Paper is a technology.

The cursive systems of signs we scribble on it are a technology.

And paper money is a technology: a literate one designed centuries ago to facilitate trade.

Nearly a billion adults are illiterate today.Most do not live near literate institutions. We judge them lazy or stupid because they don’t use calendars, and don’t remember simple numeracy practices.

But cash is a literate technology.

Literate institutions like banks, pawnbrokers and joint stock companies evolved around it. And cash strengthened human control over the future – because of literate practices like numeracy and calendars.

As our modern economy evolved, practices and institutions gradually reinforced technology, and vice-versa. How long does it take for inventions – like cash — to spin off institutions, behavior and culture?
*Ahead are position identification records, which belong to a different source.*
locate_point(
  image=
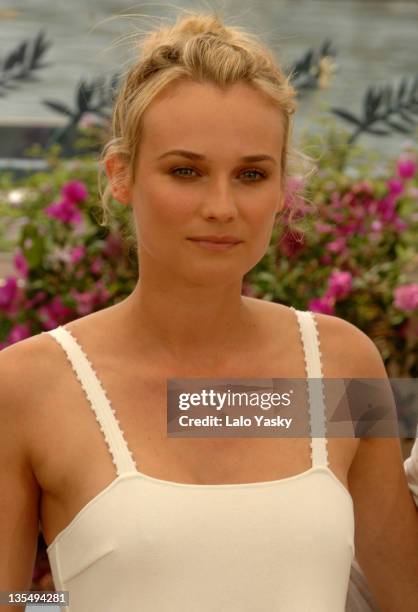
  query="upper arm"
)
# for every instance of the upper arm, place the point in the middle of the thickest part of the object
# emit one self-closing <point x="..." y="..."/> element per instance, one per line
<point x="386" y="518"/>
<point x="20" y="492"/>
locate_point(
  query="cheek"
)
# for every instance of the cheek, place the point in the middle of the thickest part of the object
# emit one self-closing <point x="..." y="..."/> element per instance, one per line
<point x="164" y="205"/>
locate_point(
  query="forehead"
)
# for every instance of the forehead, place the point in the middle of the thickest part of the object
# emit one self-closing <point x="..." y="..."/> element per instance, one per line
<point x="204" y="117"/>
Johannes Gutenberg invented the first machine with movable type in 1439, and gradually books spread through Europe. The first newspaper was printed in Germany in 1605 and in the late 17th century coffee shop culture emerged. Ray Kurzweil suggests that Moore’s law governs all technological change since the discovery of fire. But technological diffusion, and social change follow slower, less predictable rhythms.

If we want to rescue those stranded in oral culture, we cannot simply lend them cash. Cash is the most high-powered medium of exchange on earth. The habits, practices and institutions governing its use are not those of its pre-literate equivalents.

To achieve financial inclusion we must remember our oral origins, and design accordingly.